More Tokenism Not Needed

John McWhorter says Bush was right to decline to speak to the NAACP. (free registration required)

Mfume and the NAACP's anger-based politics imply that black success can only be accidental unless the playing field is completely level. Instead of insisting on that, they should be working on specific cures to specific ills: creating a culture of achievement among black students, addressing the AIDS crisis in black communities and fostering constructive relationships between police forces and residents of minority neighborhoods.

These real problems are being addressed, but not by the NAACP. The National Urban League forges ties between blacks and corporate America. The Rev. Eugene Rivers' Ten-Point Coalition is spreading from Boston to other cities, getting wayward black youth off of the streets and into constructive lives. Operation Hope in Los Angeles helps poor minorities get home loans. Geoffrey Canada has the nation's attention with his Harlem Children's Zone program, blanketing 60 underprivileged blocks with a raft of uplift programs presented to each resident in the district, door by door.

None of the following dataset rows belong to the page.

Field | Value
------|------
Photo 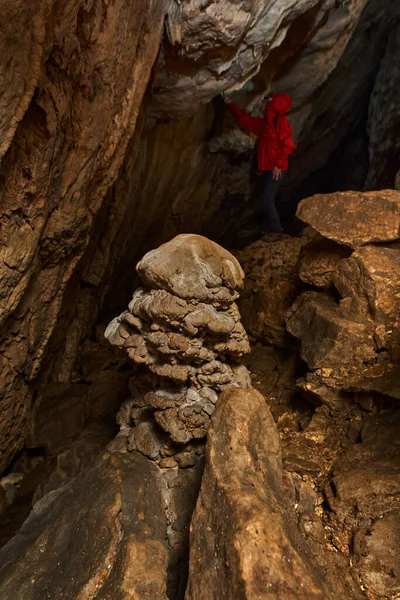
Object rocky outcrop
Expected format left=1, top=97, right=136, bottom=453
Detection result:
left=0, top=453, right=168, bottom=600
left=287, top=190, right=400, bottom=397
left=236, top=229, right=315, bottom=348
left=0, top=0, right=163, bottom=471
left=105, top=235, right=250, bottom=454
left=365, top=23, right=400, bottom=189
left=185, top=389, right=360, bottom=600
left=153, top=0, right=372, bottom=117
left=297, top=190, right=400, bottom=249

There was a time when there couldn't be a discussion of racial issues without mentioning the NAACP. ...What innovative and sustained race initiative has the NAACP directed lately?...

The measure of Bush's commitment to African American issues is disconnected from any gestures he makes to the NAACP. The only reason for him to speak at its annual convention would have been as a token gesture. But beside the fact that black Americans have endured quite enough tokenism, why should Bush court an organization whose national leaders regularly rake him over the coals?